Serving proudly since 1873 as the beautiful Nebraska Panhandle's first newspaper
To our graduates:
In 2019, as the calendar steadily clicked toward 2020, high school juniors were quietly and not-so-quietly viewing the senior year with increasing intensity
The idea of donning the cap and gown grew from a fantasy, a vision of the future, to something attainable. Visions of walking the aisle were likely relived with frequency as time ticked forward. The sound of high heeled shoes clacking on the gym floor in pace with the shuffle of tennis shoes worn by the other side of the pair kept time with the presentation of the diplomas and constant clicking of camera shutters.

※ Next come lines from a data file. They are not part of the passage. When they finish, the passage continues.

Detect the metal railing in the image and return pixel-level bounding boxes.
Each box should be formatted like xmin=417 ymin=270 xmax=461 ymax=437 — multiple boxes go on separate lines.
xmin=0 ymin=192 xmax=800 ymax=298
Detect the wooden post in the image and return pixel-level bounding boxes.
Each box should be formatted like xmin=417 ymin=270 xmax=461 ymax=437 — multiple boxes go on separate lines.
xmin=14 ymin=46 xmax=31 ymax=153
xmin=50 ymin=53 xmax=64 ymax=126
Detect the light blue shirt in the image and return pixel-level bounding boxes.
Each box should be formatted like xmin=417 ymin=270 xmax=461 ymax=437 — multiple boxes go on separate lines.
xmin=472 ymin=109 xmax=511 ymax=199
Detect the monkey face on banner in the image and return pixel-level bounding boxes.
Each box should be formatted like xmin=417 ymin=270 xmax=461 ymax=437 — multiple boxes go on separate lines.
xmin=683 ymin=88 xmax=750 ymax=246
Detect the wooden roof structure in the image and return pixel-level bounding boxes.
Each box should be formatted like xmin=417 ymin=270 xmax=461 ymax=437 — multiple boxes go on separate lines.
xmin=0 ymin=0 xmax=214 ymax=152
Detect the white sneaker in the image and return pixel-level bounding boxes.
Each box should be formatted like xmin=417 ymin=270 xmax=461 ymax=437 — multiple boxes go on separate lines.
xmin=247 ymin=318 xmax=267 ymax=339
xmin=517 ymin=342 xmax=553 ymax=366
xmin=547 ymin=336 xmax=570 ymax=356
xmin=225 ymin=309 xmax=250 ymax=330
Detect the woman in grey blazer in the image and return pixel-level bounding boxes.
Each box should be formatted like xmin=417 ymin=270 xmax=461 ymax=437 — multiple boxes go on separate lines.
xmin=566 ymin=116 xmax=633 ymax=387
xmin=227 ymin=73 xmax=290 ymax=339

Then, 2019 turned to 2020 and standards changed. It started with a news conference on the national stage, and is not over yet. The coronavirus and COVID-19 has changed the way school is conducted. It has shown students can adapt to change. The lesson for graduates, for all of us, is change is inevitable. It is the one guarantee in life. Life does not remain the same. You move forward, or fall behind.
In all of his silly and imagination-tempting language, Dr. Seuss has a way of patting the reader on the back while encouraging him or her to get out of the chair. In his book, “Oh, the Places You’ll Go,” the short book starts with “Congratulations! Today is your day. You’re off to Great places!”
You seniors turned graduates. “Today” is your day. You have earned passage into adulthood, to the next stage of life. The transition takes work. It will take vision and pursuing a dream. Ask yourself what lies just beyond the horizon. Treat science as a discipline of seeking answers, not an end-all. From that, we can and should all be scientists of various disciplines.
Martin Luther King, Jr.'s famous speech opens with “I have a dream...” Be like King and have a dream. Have a dream worth pursuing.
Congratulations on reaching the first of many milestones graduates. Now set your sights on the next one.